Tras las vacaciones de invierno, los docentes nos tomamos un respiro, y es un buen momento para ensayar otras respuestas de actuación ante los conflictos que vivimos en las aulas.
Con o sin la intervención de un mediador, o de mediadores alumnos, podemos ir ayudando a resolver conflictos entre los alumnos. Esta práctica nos ayudará a hacerles cambiar formas de comunicación , aumentando la capacidad de reflexión. Hasta tanto en nuestra Provincia se haga práctica en las aulas dentro de los programas de estudio, les acercamos este material de difusión.
Tenemos las valiosas experiencias de Chaco y la Ciudad de Buenos Aires a incorporar en Buenos Aires.
Les acercamos una forma de comenzar a ejercitar con los alumnos la reflexión en cada ocasión que se presente, haciéndoles participar con ejemplos de la vida diaria de cada uno. De esta forma van aprendiendo a registrar emociones y hacer una práctica de pensar antes de usar la violencia física para gestionar los conflictos.
Cuando sentimos emociones siempre hemos tenido antes pensamientos,
que creemos que son verdaderos y generalmente no averiguamos si son ciertos.
Estas emociones nos llevan a decir o hacer cosas y a veces a no decir ni hacer nada.
Si podemos tener otros pensamientos es probable que cambien nuestras emociones.
De todas estas actitudes , unas que son acciones, otras que evitan accionar
algunas nos perjudican.
Comprender este proceso nos permite darnos cuenta :
que cada uno de nosotros es el "dueño" de lo que ocurre en nuestra vida;
que al ejercitar cambios en lo que pensamos, cambia también lo que sentimos y hacemos,
porque el origen de nuestras emociones y conductas está en los propios pensamientos.
Es por ello que somos responsables por lo que pensamos, sentimos y hacemos.
No es mala ninguna emoción, por eso reconocerla y ponerle nombre a las emociones,
nos permite también conocer nuestros pensamientos,
Y lo importante es lo que hacemos a partir de esas emociones y pensamientos.
A veces reaccionamos impulsiva o violentamente ante situaciones que nos lastiman, pero pasado el momento, "en frío", nos arrepentimos de lo que hemos dicho o hecho.
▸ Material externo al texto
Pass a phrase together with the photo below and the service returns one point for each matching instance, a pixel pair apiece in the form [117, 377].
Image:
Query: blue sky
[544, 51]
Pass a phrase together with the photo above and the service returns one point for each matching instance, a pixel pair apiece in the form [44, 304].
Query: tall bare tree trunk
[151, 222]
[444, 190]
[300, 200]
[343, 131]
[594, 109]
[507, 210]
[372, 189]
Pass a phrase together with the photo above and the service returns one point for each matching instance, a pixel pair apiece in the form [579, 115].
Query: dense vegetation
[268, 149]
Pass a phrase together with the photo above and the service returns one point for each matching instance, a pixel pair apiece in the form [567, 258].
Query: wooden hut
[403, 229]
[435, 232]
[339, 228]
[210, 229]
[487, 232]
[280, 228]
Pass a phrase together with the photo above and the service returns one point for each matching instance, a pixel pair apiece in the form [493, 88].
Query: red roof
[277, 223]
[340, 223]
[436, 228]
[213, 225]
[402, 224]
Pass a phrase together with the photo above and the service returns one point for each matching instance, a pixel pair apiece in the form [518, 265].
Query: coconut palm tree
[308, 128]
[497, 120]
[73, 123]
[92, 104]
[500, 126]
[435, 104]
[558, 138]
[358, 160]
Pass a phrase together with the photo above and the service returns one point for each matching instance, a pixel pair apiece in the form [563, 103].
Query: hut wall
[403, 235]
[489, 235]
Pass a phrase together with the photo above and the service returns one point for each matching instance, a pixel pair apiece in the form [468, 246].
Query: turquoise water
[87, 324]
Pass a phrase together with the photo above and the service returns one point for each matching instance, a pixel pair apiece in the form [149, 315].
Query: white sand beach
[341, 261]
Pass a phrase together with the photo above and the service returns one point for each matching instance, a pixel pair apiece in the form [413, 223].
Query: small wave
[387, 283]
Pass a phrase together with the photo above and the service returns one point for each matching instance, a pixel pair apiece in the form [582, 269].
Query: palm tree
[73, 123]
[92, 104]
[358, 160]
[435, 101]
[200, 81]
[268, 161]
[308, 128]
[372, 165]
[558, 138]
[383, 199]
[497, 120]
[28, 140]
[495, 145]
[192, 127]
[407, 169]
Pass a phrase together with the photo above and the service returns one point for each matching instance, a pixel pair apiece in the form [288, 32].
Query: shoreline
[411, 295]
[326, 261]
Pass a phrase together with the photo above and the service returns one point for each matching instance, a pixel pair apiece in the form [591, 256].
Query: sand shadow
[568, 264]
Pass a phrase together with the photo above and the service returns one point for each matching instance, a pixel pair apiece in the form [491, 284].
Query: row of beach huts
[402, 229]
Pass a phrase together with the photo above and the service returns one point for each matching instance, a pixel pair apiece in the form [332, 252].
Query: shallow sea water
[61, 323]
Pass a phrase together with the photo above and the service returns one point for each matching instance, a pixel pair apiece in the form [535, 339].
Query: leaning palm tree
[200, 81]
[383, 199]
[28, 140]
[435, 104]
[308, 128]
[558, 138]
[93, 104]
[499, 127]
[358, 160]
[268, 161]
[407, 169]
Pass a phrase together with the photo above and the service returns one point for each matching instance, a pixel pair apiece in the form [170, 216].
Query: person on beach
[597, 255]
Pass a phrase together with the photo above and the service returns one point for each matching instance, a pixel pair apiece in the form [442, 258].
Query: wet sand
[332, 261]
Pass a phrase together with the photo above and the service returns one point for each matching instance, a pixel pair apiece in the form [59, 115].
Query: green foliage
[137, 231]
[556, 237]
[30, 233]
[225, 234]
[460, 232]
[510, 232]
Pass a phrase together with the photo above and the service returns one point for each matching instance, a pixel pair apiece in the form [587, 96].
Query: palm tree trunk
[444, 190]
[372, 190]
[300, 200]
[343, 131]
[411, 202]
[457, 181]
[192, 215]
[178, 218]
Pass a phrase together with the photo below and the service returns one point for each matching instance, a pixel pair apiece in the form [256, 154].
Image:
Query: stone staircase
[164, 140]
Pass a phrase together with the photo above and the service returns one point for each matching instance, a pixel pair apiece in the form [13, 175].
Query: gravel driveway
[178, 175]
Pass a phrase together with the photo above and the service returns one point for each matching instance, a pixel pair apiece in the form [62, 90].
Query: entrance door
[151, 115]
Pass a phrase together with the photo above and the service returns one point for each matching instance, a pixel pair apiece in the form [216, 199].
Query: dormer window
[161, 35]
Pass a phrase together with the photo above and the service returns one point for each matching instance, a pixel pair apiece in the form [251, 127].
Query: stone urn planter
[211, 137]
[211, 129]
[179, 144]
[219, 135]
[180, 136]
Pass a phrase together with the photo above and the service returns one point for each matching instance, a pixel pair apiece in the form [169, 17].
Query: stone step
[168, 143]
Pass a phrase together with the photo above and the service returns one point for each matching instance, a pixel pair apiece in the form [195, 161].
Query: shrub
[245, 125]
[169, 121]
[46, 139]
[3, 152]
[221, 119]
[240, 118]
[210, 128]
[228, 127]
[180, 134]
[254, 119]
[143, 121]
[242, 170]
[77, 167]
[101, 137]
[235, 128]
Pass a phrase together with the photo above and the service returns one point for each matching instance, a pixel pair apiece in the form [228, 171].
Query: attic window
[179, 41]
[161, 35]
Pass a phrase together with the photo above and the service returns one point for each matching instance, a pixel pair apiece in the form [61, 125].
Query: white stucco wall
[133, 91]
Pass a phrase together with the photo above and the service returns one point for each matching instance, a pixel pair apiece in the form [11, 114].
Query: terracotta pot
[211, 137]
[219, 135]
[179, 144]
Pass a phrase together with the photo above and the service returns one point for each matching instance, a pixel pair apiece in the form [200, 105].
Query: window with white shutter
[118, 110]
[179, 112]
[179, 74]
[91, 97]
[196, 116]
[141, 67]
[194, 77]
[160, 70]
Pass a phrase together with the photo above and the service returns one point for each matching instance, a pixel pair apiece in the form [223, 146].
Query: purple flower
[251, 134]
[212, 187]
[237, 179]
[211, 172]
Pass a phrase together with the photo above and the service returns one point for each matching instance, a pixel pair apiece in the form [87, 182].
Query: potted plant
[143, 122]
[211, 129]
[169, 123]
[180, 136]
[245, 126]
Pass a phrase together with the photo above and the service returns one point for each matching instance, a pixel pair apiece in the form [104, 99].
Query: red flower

Este es un ejercicio para hacer de detectives de nosotros mismos, y consiste en identificar que nos mueve a actuar de una cierta forma. Y esta forma está determinada por lo que sentimos ante las cosas y por lo que pensamos a partir de estos sentimientos. Actuamos en función de ese pensamiento.
Imaginando que te ocurren las siguientes situaciones, debes:
1)Reconocer y escribir qué piensas en cada situación (qué te dices a ti mismo),
2)qué sientes (presta atención a tus sensaciones corporales y reconoce la emoción, eligiéndola de la lista de "emociones primarias": dolor, pena, tristeza, enojo, furia, celos, miedo, alegría, amor, compasión)
3)y qué haces.
4) Imaginar y escribir un pensamiento diferente, debajo del título "puedo pensar".
5) Descubrir cuáles son las emociones y conductas que acompañan al nuevo pensamiento y cuáles son las diferencias con las anteriores (estoy pensando).
Es posible evitar la violencia , ya que la violencia se aprende. El análisis histórico revela que se trata de un comportamiento aprendido que se trasmite de una generación a otra a través de los canales habituales: la familia, el deporte, las instituciones, la convivencia." "La violencia cotidiana en el ámbito escolar" María Inés Bringiotti.